L'aria frizzante di inizio inverno risvegliò Hylde dal fiume di ricordi in cui stava annegando. Alzò lo sguardo verso la primissima tappa del suo percorso: la baia di Kattegat, che si rivelò essere una piccola, ma popolosa città nascosta tra i fiordi norvegesi. Ogni volta che la nominava nei suoi racconti, sua madre si riempiva d'orgoglio e la sua faccia si faceva sognante e cristallina: diceva che, in antichità, vi fossero vissuti il mitico Ragnar Lothbrok coi suoi numerosi figli, altrettanto famosi, e la grande guerriera Lagertha. Peccato che ogni prova della loro esistenza era andata perduta con l'avanzare dei secoli, di loro erano rimaste solo antiche leggende.

Vide un piccolo stormo di gabbiani sorvolare pigro la costa, quasi come a godersi le ultime ore di luce prima del crepuscolo. Controllò l'ora sul cellulare e si decise ad abbandonare la panchina sulla quale aveva passato delle ore intere quel pomeriggio, anche perché il lungo cappotto di pelle sintetica che indossava iniziava a diventare superfluo contro il calo della temperatura, malgrado la leggera imbottitura felpata. Il cielo preannunciava neve.

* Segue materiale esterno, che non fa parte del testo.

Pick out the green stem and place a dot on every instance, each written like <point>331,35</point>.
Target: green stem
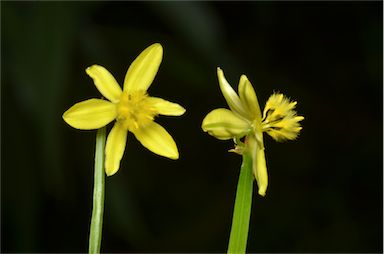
<point>98,194</point>
<point>242,209</point>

Era un bel posto, quello: una panchina in legno piazzata su un suggestivo promontorio, in modo tale che chiunque potesse godere del panorama in tutta tranquillità.

Per tornare in città, Hylde avrebbe dovuto seguire un sentiero di terra battuta attraverso i boschi che circondavano il centro abitato. Ormai la strada era deserta, iniziava a far freddo sul serio ed i cittadini avevano già fatto ritorno presso la propria casa.

Arrivò al bivio che aveva incontrato all'andata: la strada a destra presentava una ripida discesa che portava direttamente a Kattegat, che iniziava a riempirsi della luce all'interno delle abitazioni, mentre la strada di sinistra continuava in salita ancora per qualche metro per poi appianarsi presso una piazzola dominata da una grossa statua in bronzo.

Hylde si grattò la punta del naso dopo essersi sistemata dietro l'orecchio una ciocca ribelle color rosso vivo, aveva le mani congelate, ma pensò di avere del tempo per dare un'occhiata a quella curiosa scultura. Prese la via di sinistra senza aspettare oltre, in pochi minuti arrivò alla piccola piazza deserta ed osservò quella che era sicuramente una statua celebrativa raffigurante il dio Odino, intuibile dal suo occhio bendato. Si dice l'avesse sacrificato presso il mitologico pozzo di Mimir per raggiungere la sua celebre saggezza.